Gambardella's Keeps It Simple And Delicious

----------------------------------------------------------------- Restaurant review

XX Gambardella's Pasta Bella, 1313 W. Meeker St., Kent. ($) Lunch ($5 to $7) 11 a.m. to 2:30 p.m. Monday through Friday. Dinner ($7 to $13) 5 to 9 p.m. Sunday through Thursday; until 10 p.m. Friday, Saturday. Beer, wine. Major credit cards. No smoking. Reservations: (206) 859-4681. -----------------------------------------------------------------

How Gambardella's Pasta Bella got from my hometown, New Haven, Conn., to the Northwest took almost as long as I did.

Gambardella's is a typical East Coast, Southern Italian pasta house; inexpensive, generous and uncomplicated. If it can be made from semolina, sauced with tomatoes, adorned with meatballs and washed down with Chianti, they have it. If you are looking for elegant veal cuts sauced with expensive white wine, dressed with miniature vegetables and served by a guy in a tuxedo, look elsewhere.

The Gambardella family is all over New Haven. I went to high school with at least a dozen of them. They owned an Italian cheese company and, less than a mile from where I was born and raised, a major seaside restaurant called San Remo. My aunt's wedding reception was held there, hosted by the Gambardellas. We ate, among other things, wonderful homemade manicotti. Still have the pictures.

Matt and Alice Gambardella (he's from Amalfi; she's from Calabria) sold their holdings several years ago, and headed for

Alaska. He executive-cheffed for the pipeline as well as a restaurant-deli in Fairbanks. After a sidetrip to Saudi Arabia for a few years, they returned to the Northwest, reopened a Pasta Bella in Fairbanks, and in 1991 their latest place in Kent. It's run by son-in-law Hugh Golden and his wife (their daughter), Patrice.

Just like back home

I first became aware of them locally a couple of years ago when I bought a loaf of uncommonly decent Italian bread and some outrageous bread sticks at a custom Northend pasta shop, Noodles Gourmet Pasta Co. in North City. Owner Bill Thompson, from the Bronx, said it was baked by the Gambardellas in Kent, and if I wanted to taste some genuine back-home pizzas, I should go south.

It took a while, but I spent most of last week hanging around Kent's Meeker Square Mall, eating pizzas, slurping pastas and on some terribly hot evenings, drinking cool Chianti. Not wildly sophisticated, but civilized.

The Antipasto ($4.95 for one; $6.95 for two) is routine: assorted sliced meats, cheeses, olives and roasted red peppers over a bed of greens.

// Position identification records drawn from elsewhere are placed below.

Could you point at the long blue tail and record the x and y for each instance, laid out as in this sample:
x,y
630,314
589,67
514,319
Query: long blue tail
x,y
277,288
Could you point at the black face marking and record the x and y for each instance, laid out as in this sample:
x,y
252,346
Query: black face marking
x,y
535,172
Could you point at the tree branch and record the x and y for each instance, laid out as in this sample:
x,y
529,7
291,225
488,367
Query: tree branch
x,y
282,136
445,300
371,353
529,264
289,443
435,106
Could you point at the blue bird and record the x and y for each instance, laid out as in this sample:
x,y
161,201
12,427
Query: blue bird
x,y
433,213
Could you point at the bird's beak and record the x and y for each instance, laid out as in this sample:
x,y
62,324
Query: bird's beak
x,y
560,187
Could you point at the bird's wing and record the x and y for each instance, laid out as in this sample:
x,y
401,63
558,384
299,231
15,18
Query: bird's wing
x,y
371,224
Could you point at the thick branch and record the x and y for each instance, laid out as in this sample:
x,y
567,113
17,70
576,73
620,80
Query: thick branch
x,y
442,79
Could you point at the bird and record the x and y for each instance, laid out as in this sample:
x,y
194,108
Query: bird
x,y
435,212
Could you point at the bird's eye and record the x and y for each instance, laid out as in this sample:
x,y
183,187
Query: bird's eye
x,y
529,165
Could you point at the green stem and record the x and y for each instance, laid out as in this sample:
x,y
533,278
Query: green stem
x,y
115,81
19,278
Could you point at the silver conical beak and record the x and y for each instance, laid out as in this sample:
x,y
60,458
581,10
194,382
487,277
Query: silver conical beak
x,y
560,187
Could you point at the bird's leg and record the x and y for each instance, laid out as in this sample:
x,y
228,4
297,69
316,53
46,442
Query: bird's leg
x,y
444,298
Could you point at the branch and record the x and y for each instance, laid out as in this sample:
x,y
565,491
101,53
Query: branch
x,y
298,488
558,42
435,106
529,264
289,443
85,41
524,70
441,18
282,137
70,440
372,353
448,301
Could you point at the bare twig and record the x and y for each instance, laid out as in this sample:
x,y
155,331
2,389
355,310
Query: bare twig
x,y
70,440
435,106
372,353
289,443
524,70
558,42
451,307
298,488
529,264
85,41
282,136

A better choice would be to split one of the pizzas (around $8 for a nine-inch pie; $12 to $15 for the large 16-inch) and take home what you don't consume.

Their most popular pizza (but not their best) is the Milano, with homemade sausage, pepperoni, salami and mushrooms. Lighter, more subtle and truly fine is the Siena, a white pizza with spinach, olives, sliced Roma tomatoes, sliced homemade sausage and cheese.

A choice of soup or salad precedes any of the pasta or "Main Dishes." The salads are OK: greens, sliced red cabbage, shredded carrots, etc., but come in those brutally durable, tan Bakelite bowls. It's an unresolved prejudice, but they remind me of every cheap diner between Boston and Philly, and back-home or not, I hate them. You can't sabotage them; you can't break them. You can't even burn them. They will outlast everything on the planet.

The Minestrone ($1.95 a cup; $3.25 for a meal-sized bowl) is made fresh daily, loaded with vegetables and a variety of beans. It's almost too hearty for summertime eating, but tasty and deeply satisfying.

Lasagna's magnificent

The best dish in the place is, without question, the lasagna ($6.95 at lunch; $10.95 evenings). It's a magnificent concoction; nine layers of ultra-thin pasta sheets, fluffed up by four different cheeses: ricotta, kasseri,, romano and mozzarella, slices of hard-cooked egg and mild discs of sausage. A large square of it is set in a pool of marinara sauce, covered with melting, grated cheese and, imposing as it was, I was shocked when I ate all of it (my memories were of childhood and my mouth was on auto-pilot).

The Manicotti ($10.25) is filled with the same combination of cheeses, with the further addition of a medium-sharp asiago, and, like the lasagna, is topped with a red sauce.

You can't go wrong with the basic spaghetti and meatballs ($8.95). It's popular, filling and brought to mind a comment by one of the restaurant's regulars: "Nothing's extraordinary, but everything's always real good."

Nine pastas, four varieties of chicken, a quite good Eggplant Parmigiano, and a seafood Fra Diavlo (pasta with scallops, shrimp, calamari and mussels in a spicy red sauce) complete the menu.

Lots of Eastern-styled cheesecakes, a house-made spumoni, cannoli, tiramisu and a quite good Zuppa Inglese finish things off.